Estabeleço, porém, o fundamento do Poder do Exército na Força Bruta e de todo Poder derivado daquilo que vou chamar de Razão Política; no consenso, na aceitação consciente e voluntária da autoridade de uma pessoa, ou de um grupo de pessoas, sobre as demais.
Tentado eu seria, pois, a reconhecer que a Força e a Razão Política seriam espécies de um só gênero – o Poder – e que isso me autorizaria, sim, a chamar o Exército de “poder moderador”.
Digo por outro lado que, ainda que a Força Bruta e a Submissão Voluntária à autoridade fossem expressões de duas espécies diferentes de um só gênero – gênero esse que eu chamaria de Poder – é minha OBRIGAÇÃO refutar tal ideia lembrando que aquilo que uma determinada sociedade, em qualquer época e em qualquer lugar, sente em relação a um determinado Exército é MEDO do uso da Força Bruta e, em relação a uma determinada classe política, é a presença de uma PROMESSA.
Afirmo, e isto digo ser verdade universal, suficiente e necessária, que jamais houve nem haverá, entre os homens livres, verdadeiro “Poder” capaz de nascer do Medo da Força e que ele, o Poder, só se faz presente através do CONSENSO gerado pela crença na promessa.
É necessário ainda reconhecer que, se o fundamento da ilusão de Poder de um Exército está no Medo do uso da Força Bruta e o Poder de uma classe política está no crédito dado a uma PROMESSA isso é devido ao fato de que houve, em algum momento da História, uma evolução que permitiu aos homens prescindirem do mais natural e primitivo de todos os sentimentos – o MEDO – e fazer uso social da crença na PROMESSA como fonte de Poder Político.
A primeira etapa desta longa evolução histórica surgiu no momento em que as comunidades primitivas abriram mão do uso da violência, do uso da Força, mesmo de uma força não institucionalmente organizada com hierarquia e disciplina, para resolver a tensão imanente a qualquer tipo de vida coletiva.
Foi aí que nasceu o chamado “Contrato Social”.
O recurso à força bruta, ao “Poder” do Exército, permanece, pois, latente em toda base social de toda comunidade civilizada que abriu mão dele para organizar-se através da crença na promessa da política.

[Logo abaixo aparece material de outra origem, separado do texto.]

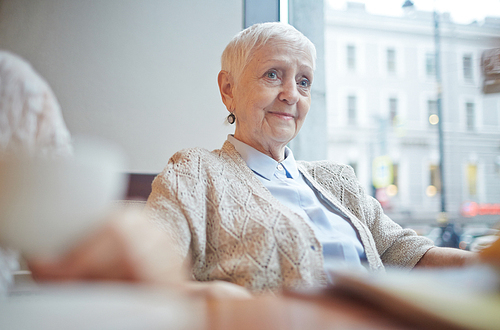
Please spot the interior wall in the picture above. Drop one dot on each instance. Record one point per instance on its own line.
(140, 73)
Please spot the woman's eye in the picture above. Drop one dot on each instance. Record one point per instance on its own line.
(304, 83)
(272, 75)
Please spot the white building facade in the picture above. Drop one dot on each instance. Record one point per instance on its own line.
(381, 95)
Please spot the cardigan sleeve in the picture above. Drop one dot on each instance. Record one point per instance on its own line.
(165, 209)
(398, 247)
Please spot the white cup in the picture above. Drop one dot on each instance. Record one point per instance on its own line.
(46, 205)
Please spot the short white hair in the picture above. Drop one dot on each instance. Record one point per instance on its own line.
(238, 53)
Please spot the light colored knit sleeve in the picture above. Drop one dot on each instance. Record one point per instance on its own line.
(398, 247)
(164, 209)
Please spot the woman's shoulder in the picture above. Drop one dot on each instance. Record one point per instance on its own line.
(193, 159)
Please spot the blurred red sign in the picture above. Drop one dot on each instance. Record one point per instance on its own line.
(471, 209)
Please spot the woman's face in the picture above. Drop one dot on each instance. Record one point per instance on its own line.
(272, 96)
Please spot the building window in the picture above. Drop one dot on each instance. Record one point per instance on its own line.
(470, 115)
(430, 64)
(354, 166)
(351, 57)
(432, 112)
(391, 60)
(472, 179)
(435, 181)
(467, 66)
(351, 109)
(393, 110)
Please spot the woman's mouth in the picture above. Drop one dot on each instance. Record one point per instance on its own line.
(283, 115)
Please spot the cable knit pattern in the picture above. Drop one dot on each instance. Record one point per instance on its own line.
(214, 208)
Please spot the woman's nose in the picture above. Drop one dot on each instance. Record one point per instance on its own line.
(289, 92)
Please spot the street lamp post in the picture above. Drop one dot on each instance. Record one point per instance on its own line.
(442, 217)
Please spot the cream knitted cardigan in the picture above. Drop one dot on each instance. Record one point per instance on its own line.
(216, 209)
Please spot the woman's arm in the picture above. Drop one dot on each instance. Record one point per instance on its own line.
(447, 257)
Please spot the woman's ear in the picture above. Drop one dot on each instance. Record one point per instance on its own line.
(226, 85)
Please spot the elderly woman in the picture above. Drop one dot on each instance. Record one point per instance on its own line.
(252, 215)
(249, 213)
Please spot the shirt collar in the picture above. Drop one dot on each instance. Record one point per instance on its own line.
(262, 164)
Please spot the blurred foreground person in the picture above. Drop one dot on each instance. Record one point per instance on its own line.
(128, 247)
(31, 124)
(31, 121)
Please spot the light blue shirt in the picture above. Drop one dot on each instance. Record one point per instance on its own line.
(341, 245)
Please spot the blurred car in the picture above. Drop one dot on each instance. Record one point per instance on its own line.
(477, 237)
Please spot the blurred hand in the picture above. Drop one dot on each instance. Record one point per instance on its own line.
(216, 290)
(127, 248)
(130, 248)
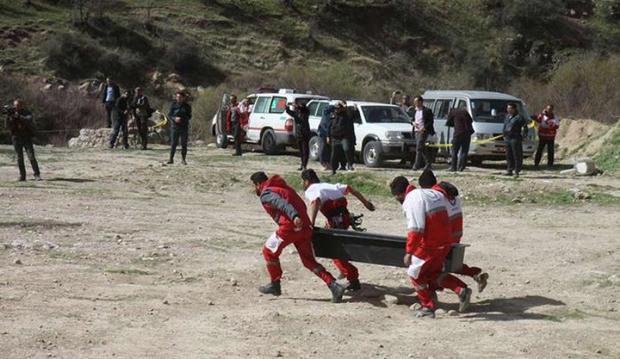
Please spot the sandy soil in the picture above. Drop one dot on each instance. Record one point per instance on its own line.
(117, 256)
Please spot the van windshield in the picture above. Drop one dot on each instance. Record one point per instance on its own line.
(493, 111)
(385, 114)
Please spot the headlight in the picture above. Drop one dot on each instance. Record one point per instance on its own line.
(394, 135)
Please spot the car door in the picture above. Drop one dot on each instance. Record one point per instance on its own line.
(441, 109)
(258, 118)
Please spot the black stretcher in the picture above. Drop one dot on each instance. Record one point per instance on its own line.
(372, 248)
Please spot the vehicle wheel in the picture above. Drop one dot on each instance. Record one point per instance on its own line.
(314, 148)
(221, 141)
(373, 154)
(268, 142)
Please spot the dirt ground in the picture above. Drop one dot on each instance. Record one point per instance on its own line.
(114, 255)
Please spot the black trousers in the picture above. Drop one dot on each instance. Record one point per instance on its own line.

O uso da Força do Exército contra a Sociedade não é expressão de uma Força que “garante a existência do contrato social” - é a expressão do FIM do contrato que garantia a vida, a Razão Política e é nesse, especificamente nesse sentido, que Força e Consenso não compõe espécies de um só gênero.
Deste consenso que apontei acima, deste raciocínio coletivo digo nascer um “logos”, uma força coletivamente organizadora que chamarei de “Razão Política”.
A Razão Política, a organização política do mundo, nem sempre foi natural à chamada “condição humana”. Muito menos foi essa Razão Política sinônimo do que se chama hoje “Democracia” - forma de governo nascida na Grécia, detalhada por Platão na “República” e que se encontra, atualmente, numa crise brutal no Mundo Ocidental.
Não me cabe aqui detalhar as razões da crise da Democracia. A velocidade da informação, o colapso econômico do chamado “Estado de Bem estar Social” e a crise das Grandes Religiões seriam suficientes para começar, mas o fundamental, o mais importante de tudo, é deter-se na realidade brasileira.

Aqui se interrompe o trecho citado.